Anhelamos ser testigos de las cosas que nos fascinan porque la vista suele ser lo único que nos separa de la fantasía; pero hacen falta todos los sentidos a la vez para entender lo que nos rodea
Hay en mi pueblo un sensei de karate, Juan, que pasea siempre amarrado a Lucas, un chaval de cuarenta y tantos con discapacidad intelectual, metro noventa y pico y un pelo desangelado rizado y lleno de calvas al que todo el barrio adora. Juan es ciego desde que a mí me colgaba el karategi de los hombros a la cintura porque no los había de la talla de un niño minúsculo de ocho años. Entre los dos llevan un dojo junto a la plaza del olmo. Cuando uno no cuenta su historia los demás se la inventan por él. A lo largo del tiempo he escuchado a la gente decir que perdió la vista peleando contra un campeón de boxeo egipcio, que su invidencia fue el resultado de un accidente de moto, e incluso que si estaba ciego era de nacimiento. La cuestión es que Juan nunca habla de ello y actúa –y se mueve– como si todas esas historias que se cuentan sobre él fueran falsas y verdaderas al mismo tiempo, así que puedes imaginarlo en un ring enfrentándose a un árabe barbudo y robusto en un pabellón amuchedumbrado de espectadores sedientos de sangre; o verlo, perfectamente, salir volando de su Kawasaki Vulcan y despertando en la oscuridad días después; o naciendo ya con esos ojos grisáceos huracanados y virados al norte, aprendiendo a golpear en las tinieblas a enemigos invisibles.

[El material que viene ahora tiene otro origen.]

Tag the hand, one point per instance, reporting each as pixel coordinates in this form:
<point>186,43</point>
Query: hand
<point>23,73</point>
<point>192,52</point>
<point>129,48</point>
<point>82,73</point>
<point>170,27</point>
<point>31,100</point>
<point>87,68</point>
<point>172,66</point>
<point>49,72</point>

Lucas es, a todos los efectos, su lazarillo. Le acompaña a todas partes e incluso narra las katas de sus alumnos en el ojo, describe con todo lujo de detalles cómo y qué hacen en todo momento mientras Juan asiente al aire, a veces mirando en la dirección correcta y a veces con la -no- mirada perdida por las paredes de madera veteada. Juan no ve nada, pero a veces parece que se hace el ciego; la mitad de las veces se anticipa a la narración y pone gestos de disgusto. A veces te corrige la postura a oscuras. Una vez me dijo que lo que más le molestaba no era no ver nada, sino perderse un tercio de las cosas; lo otro, decía, es lo que se oye y lo que se puede sentir. Las derrotas de los sentidos suelen ser ejemplares.
Por eso, a falta de lógicas o explicaciones buscamos otros resortes para asirnos de la realidad, para saber a dónde vamos cuando disociamos y crear en nuestras cabezas la imagen que necesitamos para que todo encaje. Como cuando te has perdido el concierto de tu vida y te lo cuentan tus amigos; como cuando la chica que te gusta te habla de lo guapa que se puso para salir una noche en Cuba y te faltan neuronas en la cabeza para imaginarla.
Lo que para uno es el hangetsu, para otros es una canción de los Red Hot o de Phil Collins, o una sombra de ojos una noche caribeña. Pasa con los puñetazos y las patadas como con la vida misma: que anhelamos ser testigos de las cosas que nos fascinan porque la vista suele ser lo único que nos separa de la fantasía; pero hacen falta todos los sentidos a la vez para entender lo que nos rodea, porque los ojos no entenderán de molinos si no les hablamos primero del viento.